一般的に、毎月の給料は、対象期間と支給日が決まっており、

①21日から20日までの計算期間の分を25日に支給。

②1日から31日までの計算期間の分を10日に支給。

などとしている場合が多いと思います。

 

給与の支払者である会社等は、このとき従業員から所得税を徴収する義務と、それをそっくり国に納付する義務の二つの義務があります。

 

月末締めの場合、いつ徴収して、いつ納付するのか?

 

上記②の1月分の給料を2月10日に支給する場合

以下の二つの内どちらなのかちょっと迷います。

A. 1月分の給料なので、1月に徴収して2月10日までに納付する。

B. 2月10日支給なので、2月に徴収して3月10日までに納付する。

 

源泉所得税の源泉というネーミングは、一見、なにを言っているのかわかりません、抽象的で詩的な感じがしますよね。

 

山の上の方の水源から水が湧いて、はじめ上流ではチョロチョロとしていた流れが、森を抜けて、降りてくるにつれて小川となり、果ては大きな川となり海に流れていく。

水が湧いで出たとき(実際の支給があった時)、すかさず両手ですくってしまう(天引する)という行為を、やんわりとした”源泉”という言葉に凝縮しています。

水が湧いていない(実際の支給がない)段階であれば、水をすくおうにも、すくえません(天引しない)

水が湧く予定(支給額が確定)があっても、実際に湧いてこなければ、すくう機会はありません。

 

1月分の給料が2月10日に支給される場合、2月10日に初めて水が湧くので、水をすくえる(徴収する)のは、2月10日です。
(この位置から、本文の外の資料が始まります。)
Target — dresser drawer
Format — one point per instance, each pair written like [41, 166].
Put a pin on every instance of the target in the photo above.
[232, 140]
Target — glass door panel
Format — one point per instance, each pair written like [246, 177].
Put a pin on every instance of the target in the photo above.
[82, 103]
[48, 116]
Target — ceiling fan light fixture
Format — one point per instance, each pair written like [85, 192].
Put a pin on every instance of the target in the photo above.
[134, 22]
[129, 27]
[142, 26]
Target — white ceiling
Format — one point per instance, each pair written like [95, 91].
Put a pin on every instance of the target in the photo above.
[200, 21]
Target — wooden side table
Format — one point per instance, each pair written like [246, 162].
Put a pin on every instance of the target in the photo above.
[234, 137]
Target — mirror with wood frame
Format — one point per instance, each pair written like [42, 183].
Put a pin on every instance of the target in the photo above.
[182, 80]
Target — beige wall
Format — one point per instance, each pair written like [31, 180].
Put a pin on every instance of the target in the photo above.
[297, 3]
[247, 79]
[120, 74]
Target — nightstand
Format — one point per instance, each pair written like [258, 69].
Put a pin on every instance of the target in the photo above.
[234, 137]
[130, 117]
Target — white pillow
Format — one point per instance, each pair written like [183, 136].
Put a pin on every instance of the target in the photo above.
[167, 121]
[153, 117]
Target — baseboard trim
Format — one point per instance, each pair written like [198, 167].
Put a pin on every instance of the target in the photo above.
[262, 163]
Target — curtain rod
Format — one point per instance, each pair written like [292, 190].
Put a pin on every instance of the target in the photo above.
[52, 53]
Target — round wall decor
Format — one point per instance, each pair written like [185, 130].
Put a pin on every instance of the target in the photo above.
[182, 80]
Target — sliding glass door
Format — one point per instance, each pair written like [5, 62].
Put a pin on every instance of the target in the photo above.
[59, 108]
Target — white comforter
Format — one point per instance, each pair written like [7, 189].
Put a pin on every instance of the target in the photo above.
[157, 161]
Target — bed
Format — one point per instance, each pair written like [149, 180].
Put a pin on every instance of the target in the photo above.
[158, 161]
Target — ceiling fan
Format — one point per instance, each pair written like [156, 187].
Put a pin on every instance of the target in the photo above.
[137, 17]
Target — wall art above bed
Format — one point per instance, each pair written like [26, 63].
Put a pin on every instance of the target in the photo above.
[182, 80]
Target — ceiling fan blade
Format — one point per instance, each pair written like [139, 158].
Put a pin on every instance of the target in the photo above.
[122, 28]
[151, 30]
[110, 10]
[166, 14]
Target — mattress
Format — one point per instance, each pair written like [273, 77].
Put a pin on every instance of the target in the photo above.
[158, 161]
2月中にすくった水は、翌月の3月10日までに、プレゼント(納付)すればOKです。

1月分の給料が2月末になっても3月になっても支給されない場合(水は湧いていない)は、徴収する義務も納付する義務もありません。

 

・一部未払の給与があった場合は、未払分からは徴収する義務はありません。

 

・給与をあらかじめ分割払いにする場合、確定した総支給額に対する源泉徴収税額を各回の支給額の割合で振り分けて徴収し、その都度翌月10日までに納付することになります。

 

法人役員賞与の場合の特例

 

ただし、まだ水は湧いていないが、収拾がつかないため、湧いたとみなす、という例外の規定もあります。

法人役員に対する賞与は、支給確定日から1年経過しても支払がない場合、一年経過した日に支払いがあったとみなされ、源泉徴収する義務があります。

 

*地方税では、国税の源泉(所得税)とほぼ同じ意味合いで特別徴収という言葉を使います。

特別徴収というと、なんだか事務的で厳めしい感じがします。源泉という言葉の方が、内容はともかく、言い方としてはソフトですね。